The soil profile changes dramatically from one side of Tulsa to the other. Over by the Arkansas River levees near West 21st Street, you might hit sandy alluvium at three feet; head east toward the limestone benches around Turkey Mountain and you'll find weathered shale and chert gravel barely a foot down. That difference matters when you're placing a foundation or planning a stormwater infiltration system. An exploratory test pit lets us see that boundary in full scale, right where it counts. We open the ground, log the strata per ASTM D2488, and pull undisturbed samples for lab work like grain-size or Atterberg limits, all within a city that sits in Seismic Design Category A but still deals with expansive clay cycles that can heave a slab in two seasons. Tulsa's average annual rainfall of about 42 inches, with concentrated spring storms, means surface drainage and soil reactivity are always part of the conversation.
A test pit turns a subsurface guess into a measured section: you see the clay, you feel the moisture, and you log the exact depth where weathered rock begins.
Methodology and scope
Local considerations
A contractor opened a 15-foot-deep excavation near the Pearl District for a mixed-use building without recognizing that the upper eight feet were old alluvial terrace deposits overlying a slick, pre-sheared claystone contact. The pit was sloped at 1H:1V based on a generic 'Type B' assumption, but the actual material at the contact behaved closer to Type C. A small wedge failure occurred overnight after a rain shower, collapsing a section of the adjacent alley pavement and delaying the project six weeks while the shoring design was revised. Tulsa's combination of perched groundwater in terrace sands over low-permeability bedrock creates exactly this kind of interface risk. A properly logged test pit, with a geologist on site classifying the intact shear surfaces, would have flagged the weaker zone before the shoring was installed. The cost of the pit is a fraction of the delay and emergency underpinning.
Applicable standards
ASTM D2488 – Standard Practice for Description and Identification of Soils (Visual-Manual Procedure), ASTM D2487 – Standard Practice for Classification of Soils for Engineering Purposes (Unified Soil Classification System), OSHA 1926 Subpart P – Excavations (benching, sloping, and shoring requirements)

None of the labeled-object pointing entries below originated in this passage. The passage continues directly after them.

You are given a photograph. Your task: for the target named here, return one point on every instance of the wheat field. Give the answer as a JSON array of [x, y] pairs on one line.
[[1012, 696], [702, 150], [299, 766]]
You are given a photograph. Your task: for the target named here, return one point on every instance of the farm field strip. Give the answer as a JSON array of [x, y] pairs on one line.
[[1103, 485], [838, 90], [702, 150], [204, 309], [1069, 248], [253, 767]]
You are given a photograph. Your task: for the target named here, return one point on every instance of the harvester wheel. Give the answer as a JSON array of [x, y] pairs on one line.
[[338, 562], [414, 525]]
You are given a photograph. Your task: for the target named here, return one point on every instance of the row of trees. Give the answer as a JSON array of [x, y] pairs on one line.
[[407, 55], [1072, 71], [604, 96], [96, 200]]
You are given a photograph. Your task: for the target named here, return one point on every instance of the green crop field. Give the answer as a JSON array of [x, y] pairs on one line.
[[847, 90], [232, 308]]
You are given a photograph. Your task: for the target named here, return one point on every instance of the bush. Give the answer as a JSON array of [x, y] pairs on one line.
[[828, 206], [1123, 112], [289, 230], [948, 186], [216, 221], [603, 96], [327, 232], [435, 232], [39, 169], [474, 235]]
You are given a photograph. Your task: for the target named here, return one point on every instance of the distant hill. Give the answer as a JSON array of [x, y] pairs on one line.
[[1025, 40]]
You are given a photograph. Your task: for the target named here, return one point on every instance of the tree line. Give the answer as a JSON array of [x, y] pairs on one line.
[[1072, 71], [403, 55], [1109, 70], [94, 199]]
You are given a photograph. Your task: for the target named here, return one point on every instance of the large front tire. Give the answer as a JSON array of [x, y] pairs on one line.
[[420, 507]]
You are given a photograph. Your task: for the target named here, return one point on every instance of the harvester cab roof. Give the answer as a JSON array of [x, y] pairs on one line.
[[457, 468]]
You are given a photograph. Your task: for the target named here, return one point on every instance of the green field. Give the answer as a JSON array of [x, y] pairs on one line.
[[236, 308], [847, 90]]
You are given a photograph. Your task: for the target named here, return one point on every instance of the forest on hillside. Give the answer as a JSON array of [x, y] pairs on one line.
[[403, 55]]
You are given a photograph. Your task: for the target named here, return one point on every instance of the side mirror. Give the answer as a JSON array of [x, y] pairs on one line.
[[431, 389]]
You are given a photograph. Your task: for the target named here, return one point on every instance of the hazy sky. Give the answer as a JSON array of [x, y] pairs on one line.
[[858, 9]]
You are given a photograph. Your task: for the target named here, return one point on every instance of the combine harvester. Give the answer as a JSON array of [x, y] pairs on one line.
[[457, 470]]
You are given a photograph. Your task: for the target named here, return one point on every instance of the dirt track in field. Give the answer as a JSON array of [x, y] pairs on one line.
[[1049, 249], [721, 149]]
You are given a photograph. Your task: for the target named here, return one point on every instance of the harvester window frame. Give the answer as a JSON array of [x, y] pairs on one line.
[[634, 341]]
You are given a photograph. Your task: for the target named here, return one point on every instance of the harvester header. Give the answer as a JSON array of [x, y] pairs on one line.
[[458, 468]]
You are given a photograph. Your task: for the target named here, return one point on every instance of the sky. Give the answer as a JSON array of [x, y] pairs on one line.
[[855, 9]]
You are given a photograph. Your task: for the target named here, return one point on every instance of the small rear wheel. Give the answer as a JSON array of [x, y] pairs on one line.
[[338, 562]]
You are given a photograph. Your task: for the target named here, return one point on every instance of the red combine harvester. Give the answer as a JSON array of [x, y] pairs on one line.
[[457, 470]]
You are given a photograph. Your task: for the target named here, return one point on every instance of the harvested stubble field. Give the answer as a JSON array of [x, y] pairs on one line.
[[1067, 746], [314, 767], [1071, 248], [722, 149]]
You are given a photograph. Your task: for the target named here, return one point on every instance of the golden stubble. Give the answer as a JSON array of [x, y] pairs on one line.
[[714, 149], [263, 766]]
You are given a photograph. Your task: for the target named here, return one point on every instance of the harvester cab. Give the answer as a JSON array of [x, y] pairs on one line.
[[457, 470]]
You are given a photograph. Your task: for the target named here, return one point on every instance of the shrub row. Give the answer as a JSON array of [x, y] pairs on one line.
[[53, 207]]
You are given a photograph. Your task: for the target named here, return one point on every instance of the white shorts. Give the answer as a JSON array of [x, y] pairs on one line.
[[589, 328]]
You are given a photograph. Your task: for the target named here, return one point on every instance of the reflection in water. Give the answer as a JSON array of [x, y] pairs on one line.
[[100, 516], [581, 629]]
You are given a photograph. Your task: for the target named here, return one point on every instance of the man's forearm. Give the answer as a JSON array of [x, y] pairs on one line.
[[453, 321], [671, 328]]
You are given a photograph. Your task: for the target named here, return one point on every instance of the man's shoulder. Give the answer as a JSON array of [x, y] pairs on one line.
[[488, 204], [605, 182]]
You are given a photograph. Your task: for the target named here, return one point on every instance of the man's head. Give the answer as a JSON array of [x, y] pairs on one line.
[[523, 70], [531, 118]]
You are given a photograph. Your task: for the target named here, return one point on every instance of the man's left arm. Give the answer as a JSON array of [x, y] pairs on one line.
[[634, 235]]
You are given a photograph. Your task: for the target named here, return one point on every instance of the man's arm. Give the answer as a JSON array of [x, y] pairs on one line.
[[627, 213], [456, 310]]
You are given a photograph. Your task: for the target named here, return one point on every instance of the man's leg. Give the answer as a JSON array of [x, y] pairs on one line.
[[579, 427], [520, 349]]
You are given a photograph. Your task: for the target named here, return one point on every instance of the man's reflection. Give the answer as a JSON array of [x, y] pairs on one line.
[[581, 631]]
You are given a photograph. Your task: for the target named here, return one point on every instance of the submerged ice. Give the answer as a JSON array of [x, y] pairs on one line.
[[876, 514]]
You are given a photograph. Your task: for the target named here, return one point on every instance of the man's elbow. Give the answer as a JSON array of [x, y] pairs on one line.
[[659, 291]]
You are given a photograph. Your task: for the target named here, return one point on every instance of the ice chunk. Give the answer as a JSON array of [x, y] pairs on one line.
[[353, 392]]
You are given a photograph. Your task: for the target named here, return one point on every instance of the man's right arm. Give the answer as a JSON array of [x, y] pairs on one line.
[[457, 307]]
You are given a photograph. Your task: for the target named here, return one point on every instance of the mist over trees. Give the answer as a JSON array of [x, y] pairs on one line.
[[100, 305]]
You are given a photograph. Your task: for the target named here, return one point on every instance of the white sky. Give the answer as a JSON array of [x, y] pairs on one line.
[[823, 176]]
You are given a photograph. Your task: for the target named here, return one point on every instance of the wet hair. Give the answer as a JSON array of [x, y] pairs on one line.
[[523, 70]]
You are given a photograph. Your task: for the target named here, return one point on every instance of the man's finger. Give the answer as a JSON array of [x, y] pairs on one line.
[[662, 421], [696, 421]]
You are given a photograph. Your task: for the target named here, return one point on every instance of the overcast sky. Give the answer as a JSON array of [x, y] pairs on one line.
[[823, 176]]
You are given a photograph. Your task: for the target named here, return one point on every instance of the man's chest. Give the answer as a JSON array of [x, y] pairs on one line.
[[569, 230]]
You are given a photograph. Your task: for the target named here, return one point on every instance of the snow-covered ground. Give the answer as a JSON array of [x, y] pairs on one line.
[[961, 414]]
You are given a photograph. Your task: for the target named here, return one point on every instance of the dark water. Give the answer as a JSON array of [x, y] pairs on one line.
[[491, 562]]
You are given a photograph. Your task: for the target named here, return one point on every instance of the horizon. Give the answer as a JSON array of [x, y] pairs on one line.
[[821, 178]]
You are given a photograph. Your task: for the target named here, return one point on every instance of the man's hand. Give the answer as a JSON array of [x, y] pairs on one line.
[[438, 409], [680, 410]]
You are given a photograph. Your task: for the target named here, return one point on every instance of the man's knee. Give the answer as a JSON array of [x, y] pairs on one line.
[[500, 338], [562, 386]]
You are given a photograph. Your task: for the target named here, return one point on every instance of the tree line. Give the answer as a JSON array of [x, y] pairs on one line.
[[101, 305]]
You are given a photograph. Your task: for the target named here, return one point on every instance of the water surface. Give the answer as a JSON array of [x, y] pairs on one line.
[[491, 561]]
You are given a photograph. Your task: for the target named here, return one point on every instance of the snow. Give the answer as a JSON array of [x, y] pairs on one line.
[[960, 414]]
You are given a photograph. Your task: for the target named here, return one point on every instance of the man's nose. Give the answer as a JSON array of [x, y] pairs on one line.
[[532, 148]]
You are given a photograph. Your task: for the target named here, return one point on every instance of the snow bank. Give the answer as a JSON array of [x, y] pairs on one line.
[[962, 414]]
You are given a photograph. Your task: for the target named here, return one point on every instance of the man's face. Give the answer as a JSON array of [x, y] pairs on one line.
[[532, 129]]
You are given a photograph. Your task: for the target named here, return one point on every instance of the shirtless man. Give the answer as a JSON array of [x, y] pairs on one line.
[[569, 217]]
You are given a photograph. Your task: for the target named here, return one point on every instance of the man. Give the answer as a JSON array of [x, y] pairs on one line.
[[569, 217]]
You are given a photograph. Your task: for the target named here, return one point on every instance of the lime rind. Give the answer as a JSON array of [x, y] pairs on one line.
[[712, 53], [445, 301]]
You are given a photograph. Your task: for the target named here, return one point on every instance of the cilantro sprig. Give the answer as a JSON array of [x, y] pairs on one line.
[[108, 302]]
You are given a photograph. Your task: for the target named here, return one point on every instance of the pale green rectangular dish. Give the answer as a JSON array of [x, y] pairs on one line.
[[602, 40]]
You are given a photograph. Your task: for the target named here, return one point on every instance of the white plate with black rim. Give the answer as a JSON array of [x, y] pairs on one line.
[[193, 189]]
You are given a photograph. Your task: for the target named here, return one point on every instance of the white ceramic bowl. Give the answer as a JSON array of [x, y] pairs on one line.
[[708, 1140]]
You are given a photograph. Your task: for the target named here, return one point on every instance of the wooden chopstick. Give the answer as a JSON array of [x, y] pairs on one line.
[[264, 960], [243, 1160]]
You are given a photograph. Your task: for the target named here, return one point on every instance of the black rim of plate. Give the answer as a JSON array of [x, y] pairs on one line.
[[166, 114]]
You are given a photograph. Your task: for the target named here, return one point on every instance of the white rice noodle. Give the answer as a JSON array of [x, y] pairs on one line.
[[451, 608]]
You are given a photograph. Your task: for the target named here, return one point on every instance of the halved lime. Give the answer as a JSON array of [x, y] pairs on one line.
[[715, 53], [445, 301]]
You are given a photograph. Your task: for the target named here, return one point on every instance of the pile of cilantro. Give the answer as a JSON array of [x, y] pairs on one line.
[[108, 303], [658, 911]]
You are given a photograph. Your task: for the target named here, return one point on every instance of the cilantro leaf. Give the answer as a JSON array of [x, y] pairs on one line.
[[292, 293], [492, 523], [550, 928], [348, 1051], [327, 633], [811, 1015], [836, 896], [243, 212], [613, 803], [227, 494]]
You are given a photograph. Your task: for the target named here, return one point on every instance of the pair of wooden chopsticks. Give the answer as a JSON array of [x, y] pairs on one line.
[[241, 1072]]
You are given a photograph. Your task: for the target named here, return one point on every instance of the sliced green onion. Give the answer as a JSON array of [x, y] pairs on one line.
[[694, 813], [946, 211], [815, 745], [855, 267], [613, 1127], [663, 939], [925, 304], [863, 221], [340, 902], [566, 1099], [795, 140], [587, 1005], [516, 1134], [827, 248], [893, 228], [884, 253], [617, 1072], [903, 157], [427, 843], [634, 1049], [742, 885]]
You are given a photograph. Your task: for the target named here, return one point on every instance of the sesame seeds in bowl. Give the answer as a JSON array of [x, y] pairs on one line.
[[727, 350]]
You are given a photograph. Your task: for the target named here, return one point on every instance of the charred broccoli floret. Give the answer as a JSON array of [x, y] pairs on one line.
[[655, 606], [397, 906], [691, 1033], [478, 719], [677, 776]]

Associated technical services
Foundation bearing verification pit
Excavated to the proposed footing elevation plus two feet, with hand-trimmed walls to expose the bearing stratum. We perform pocket penetrometer and torvane tests at the base, collect bulk samples for laboratory Proctor and plasticity index, and provide a signed bearing capacity recommendation referencing IBC Chapter 18.
Infiltration & drainage test pit
Pit located at the planned stormwater BMP invert, with a 24-hour monitored soak-away test using a calibrated standpipe. Soil texture, redoximorphic features, and seasonal high groundwater marks are logged to support a geotechnical report for the City of Tulsa stormwater permit.
Slope-cut investigation pit
Trenched perpendicular to the proposed cut face to map the soil/rock contact and any relic landslide surfaces. Oriented block samples are taken for direct shear or triaxial testing, and the pit log includes joint set orientations measured with a Brunton compass for kinematic stability analysis.
Typical parameters
Frequently asked questions
What does an exploratory test pit cost in Tulsa, and what drives the price up or down?
For a standard pit 8 to 12 feet deep, with machine excavation, backfill, and a geologist's field log, the range typically falls between US$470 and US$930. Price moves with access difficulty (tight backyard vs. open lot), depth beyond 12 feet, the need for shoring if a person enters the pit, and the number of samples collected for the lab. Sites east of downtown where bedrock is shallow can be faster and cheaper; deep alluvial sites near the Arkansas River often require more time and spoil handling.
How do you decide between an exploratory test pit and a soil boring with SPT?
We choose a test pit when the primary goal is direct observation of soil structure, fracture patterns, or fill contacts — things a split-spoon sample can miss. A boring with SPT gives you blow counts and continuous depth, but a pit shows you the lateral continuity and lets you take large, relatively undisturbed block samples. In Tulsa, where old alluvial terraces and weathered shale interfaces control slope stability, we often recommend one or two pits to calibrate the boring logs, especially on commercial sites with retaining walls or deep utilities.
What backfill and compaction standard do you follow when closing the test pit?
We backfill in lifts of 8 to 12 inches using the excavated soil, moisture-conditioned as needed, and compacted with a jumping-jack or plate compactor to at least 95% of the maximum dry density from a standard Proctor test (ASTM D698). If the pit is within a future building footprint or pavement area, we can use a lean clay or select fill import and provide density testing results. For pits in landscaped areas, the top six inches are left loose and slightly mounded to allow for natural settlement.